The latest backup we have is 9 days old
The following query will give you for all the databases the last time it was backed up or display NEVER if it wasn’t backed up
SELECT s.Name AS DatabaseName,'Database backup was taken on ' + CASE WHEN MAX(b.backup_finish_date) IS NULL THEN 'NEVER!!!' ELSE CONVERT(VARCHAR(12), (MAX(b.backup_finish_date)), 101) END AS LastBackUpTime FROM sys.sysdatabases s LEFT OUTER JOIN msdb.dbo.backupset b ON b.database_name = s.name GROUP BY s.Name
Here is what the output will look like
DatabaseName LastBackUpTime -------------- --------------------------------------- model Database backup was taken on NEVER!!! msdb Database backup was taken on 12/10/2012 ReportServer Database backup was taken on NEVER!!!
As you can see that is not that great, all the databases should be backed up on a regular basis. Scroll up to the Utilize the logs section to see how you can check the errorlog for failed backup messages.
Everything is locked up, you can’t get any results back from a query
Usually this indicates that there is an open transaction somewhere that has not finished or someone did the BEGIN TRAN part but never did a COMMIT or ROLLBACK.
Some people just restart the server to ‘fix’ the issue, of course if you do that you will never know what the root cause is and you never know when it will happen again.
We can easily show what happens when you have an open transaction, btw don’t do this on the production server.
In 1 query window run this, replace SomeTable with a real table name.
BEGIN TRAN SELECT TOP 1 * FROM SomeTable WITH(UPDLOCK, HOLDLOCK)

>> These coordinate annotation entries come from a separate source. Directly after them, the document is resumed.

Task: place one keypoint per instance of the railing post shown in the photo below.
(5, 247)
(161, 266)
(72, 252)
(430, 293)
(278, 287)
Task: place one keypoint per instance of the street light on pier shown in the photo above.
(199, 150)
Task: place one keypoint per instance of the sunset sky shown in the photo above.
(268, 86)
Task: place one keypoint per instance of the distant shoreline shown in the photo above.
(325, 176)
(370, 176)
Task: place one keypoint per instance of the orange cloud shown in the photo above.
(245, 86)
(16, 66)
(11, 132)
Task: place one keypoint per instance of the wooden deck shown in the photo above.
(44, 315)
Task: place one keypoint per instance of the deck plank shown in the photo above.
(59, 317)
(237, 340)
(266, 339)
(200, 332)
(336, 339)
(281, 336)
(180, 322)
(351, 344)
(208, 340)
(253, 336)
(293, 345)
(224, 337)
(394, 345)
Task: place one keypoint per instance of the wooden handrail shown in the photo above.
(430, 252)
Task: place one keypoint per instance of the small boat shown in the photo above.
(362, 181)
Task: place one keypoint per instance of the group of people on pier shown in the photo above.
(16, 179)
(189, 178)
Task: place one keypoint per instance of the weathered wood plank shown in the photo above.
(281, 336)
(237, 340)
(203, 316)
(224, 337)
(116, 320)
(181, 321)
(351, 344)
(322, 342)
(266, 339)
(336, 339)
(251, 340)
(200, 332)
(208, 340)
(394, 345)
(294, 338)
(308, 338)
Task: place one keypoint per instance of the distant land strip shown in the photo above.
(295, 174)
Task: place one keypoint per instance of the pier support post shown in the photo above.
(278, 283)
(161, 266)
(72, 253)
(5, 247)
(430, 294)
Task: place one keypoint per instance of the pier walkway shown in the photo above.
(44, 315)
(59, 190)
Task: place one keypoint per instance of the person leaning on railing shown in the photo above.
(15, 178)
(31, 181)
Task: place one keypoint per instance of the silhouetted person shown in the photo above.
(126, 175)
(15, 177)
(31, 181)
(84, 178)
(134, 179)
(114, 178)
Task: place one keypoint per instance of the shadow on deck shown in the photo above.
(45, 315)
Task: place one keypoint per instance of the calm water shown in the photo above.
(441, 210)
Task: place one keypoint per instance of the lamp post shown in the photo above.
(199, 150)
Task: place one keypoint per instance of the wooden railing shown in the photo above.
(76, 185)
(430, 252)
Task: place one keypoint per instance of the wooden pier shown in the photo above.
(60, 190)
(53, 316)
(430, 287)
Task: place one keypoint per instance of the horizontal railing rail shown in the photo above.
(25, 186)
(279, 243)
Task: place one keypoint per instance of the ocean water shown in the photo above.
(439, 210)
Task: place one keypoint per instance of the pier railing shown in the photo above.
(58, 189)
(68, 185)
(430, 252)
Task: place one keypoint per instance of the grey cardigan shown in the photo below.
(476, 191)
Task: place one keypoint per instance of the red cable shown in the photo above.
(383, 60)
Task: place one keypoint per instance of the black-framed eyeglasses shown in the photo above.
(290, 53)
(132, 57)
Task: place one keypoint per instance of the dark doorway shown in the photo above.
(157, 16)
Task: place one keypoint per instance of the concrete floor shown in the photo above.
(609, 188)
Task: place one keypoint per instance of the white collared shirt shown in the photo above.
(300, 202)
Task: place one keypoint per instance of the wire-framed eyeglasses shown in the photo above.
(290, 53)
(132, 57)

You will get a message that the query completed successfully
In another window run this
SELECT TOP 1 * FROM SomeTable WITH(UPDLOCK, HOLDLOCK)
That query won’t return anything unless the first one is commited or rolled back
Now run this query below, the first column should have the text AWAITING COMMAND
SELECT sys.cmd ,sys.last_batch ,lok.resource_type ,lok.resource_subtype ,DB_NAME(lok.resource_database_id) ,lok.resource_description ,lok.resource_associated_entity_id ,lok.resource_lock_partition ,lok.request_mode ,lok.request_type ,lok.request_status ,lok.request_owner_type ,lok.request_owner_id ,lok.lock_owner_address ,wat.waiting_task_address ,wat.session_id ,wat.exec_context_id ,wat.wait_duration_ms ,wat.wait_type ,wat.resource_address ,wat.blocking_task_address ,wat.blocking_session_id ,wat.blocking_exec_context_id ,wat.resource_description FROM sys.dm_tran_locks lok JOIN sys.dm_os_waiting_tasks wat ON lok.lock_owner_address = wat.resource_address JOIN sys.sysprocesses sys ON wat.blocking_session_id = sys.spid
As you can see you have a blocking_session_id and a session_id, this will tell you which session_id is being blocked. You can now verify that the transaction session_id is blocking the other id
Go back to that first command window and execute a rollback
The query that had that second select should now be done as well, if you run that query that checks for the waits it should be clean as well.
Of course you could have done the same excercise by running sp_who2, looking at the BlkBy column, finding out what that session is doing by running DBCC INPUTBUFFER(session_id) with that session_id
Deadlocks are occurring
There is already a post written on LessThanDot explaining how you can get emailed when deadlocks occur. Ted Krueger wrote that post and it can be found here: Proactive Deadlock Notifications
I only touched the surface of what can be done in this post. I want you to find out if there is any monitoring being done in your shop, who gets notified? I have worked in places where the end user was the proactive notification, as long as we fixed it before the business users started to complaint life was good. Manual notifications and homebrew solutions might work for a while but when you add more and more servers and you add more people to the team this becomes laborious and error prone.
If there is one New Year’s resolution you should add next year, I would suggest proactive notifications. Get trial versions of the tools, try them out until January 1st and then decide if you think it is worth.